3. Il n'est pas contesté que Mme A... D... et M. A... F..., qui résidaient en France depuis 6 ans à la date des décisions contestées après y avoir séjourné entre 2003 et 2006 et y avoir vu naître leur premier enfant, ne disposent plus en Lybie d'attaches familiales, alors que le frère de M. A... F... réside à Tours où les requérants sont également établis. Il ressort par ailleurs des pièces du dossier qu'à cette même date les quatre enfants du couple, alors âgés de 14, 11, 7 et 4 ans et dont l'aîné a acquis la nationalité française par déclaration souscrite le 6 février 2019, soit antérieurement aux décisions contestées, étaient scolarisés respectivement en classe de 5ème, CM2, CP et petite section de maternelle, et avaient passé la majeure partie voire l'intégralité de leur vie en France. Enfin les requérants font valoir sans être contredits qu'ils n'ont plus aucune possibilité matérielle de retourner s'installer en Lybie, pays en guerre, en particulier parce que leur maison a été détruite. Dans les circonstances particulières de l'espèce, le préfet a, en prenant les décisions contestées sans reconnaître le caractère exceptionnel de la situation des intéressés et de leur famille, méconnu les dispositions de l'article L. 313-14 du code de l'entrée et du séjour des étrangers et du droit d'asile.

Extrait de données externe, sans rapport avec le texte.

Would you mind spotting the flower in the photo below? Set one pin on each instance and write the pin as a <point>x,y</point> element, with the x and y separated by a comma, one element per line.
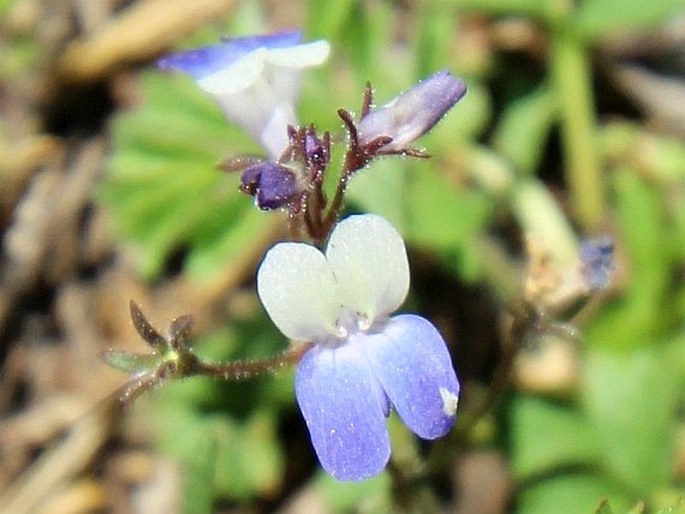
<point>255,79</point>
<point>597,262</point>
<point>362,361</point>
<point>413,113</point>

4. Il résulte de ce qui précède, et sans qu'il soit besoin d'examiner les autres moyens des requêtes n° 19NT02621 et 19NT02622, que Mme A... D... et M. A... F... sont fondés à soutenir que c'est à tort que, par le jugement attaqué, le tribunal administratif d'Orléans a rejeté leurs demandes tendant à l'annulation des arrêtés des 7 et 20 mars 2019.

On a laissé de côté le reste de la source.